PLUMS, PEACHES and NECTARINES from Chilean growers are in peak production at very reasonable prices.  Peel, slice, top with sugar and cinnamon and bake until tender for a sweet breakfast treat.

 

CANTALOUPE MELON, an excellent source of beta-carotene to fight cancer, is in plentiful supply at moderate prices.

 

PISTACHIO NUTS from California growers make a heart-healthy snack that’s low in calories but rich in nutrition.

 

RED and GREEN SEEDLESS GRAPES are plentiful, with prices holding steady at very reasonable levels.

 

This Week in VEGETABLES

 

ASPARAGUS is one of this week’s most economical VEGETABLE choices, great for enjoying raw with dip or steaming as a side dish.

 

BROWN ONIONS are plentiful and holding steady at economical prices.

 

ICEBERG LETTUCE leads the list of most economical salad offerings, with ROMAINE, SPINACH, RED LEAF and GREEN LEAF LETTUCES also in plentiful supply at moderate prices.

 

Salad toppings that are the most economical picks this week include BUTTON MUSHROOMS, CELERY, JICAMA, CARROTS, RADISHES, GREEN ONIONS, CUCUMBERS and SPROUTS.

 

BROCCOLI quality is excellent, with prices decreasing.  This cruciferous VEGETABLE can be enjoyed raw with dip or tossed into salads, or blanched and enjoyed as a side dish with butter or cream sauce.

 

RUSSET POTATOES and WHITE ROSE POTATOES are the most economical varieties now in plentiful supply.
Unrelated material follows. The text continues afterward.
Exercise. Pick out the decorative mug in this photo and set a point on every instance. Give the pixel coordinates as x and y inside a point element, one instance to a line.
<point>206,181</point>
Store POTATOES in a cool dry place and use within two weeks of purchase to avoid sprouting.

 

ZUCCHINI SQUASH is an economical side dish value.

 

RED BELL PEPPERS, a good source of Vitamin C, have decreased in price thanks to plentiful supply. Cut into rings and toss over salads or use as a topping for grilled hamburgers.

 

PASILLA CHILE PEPPERS are an economical value. Stuff with cheese, dip in batter and fry as an appetizer or side dish.

 

This Week in FLORAL

 

ROSES and TULIPS lead the list of best cut FLORAL values, with ORIENTAL LILIES, MUMS, DAISIES and IRIS also excellent values. In blooming potted plants, HYACYNTHS, MINIATURE ROSES and TULIPS are the best value as the official start of spring approaches.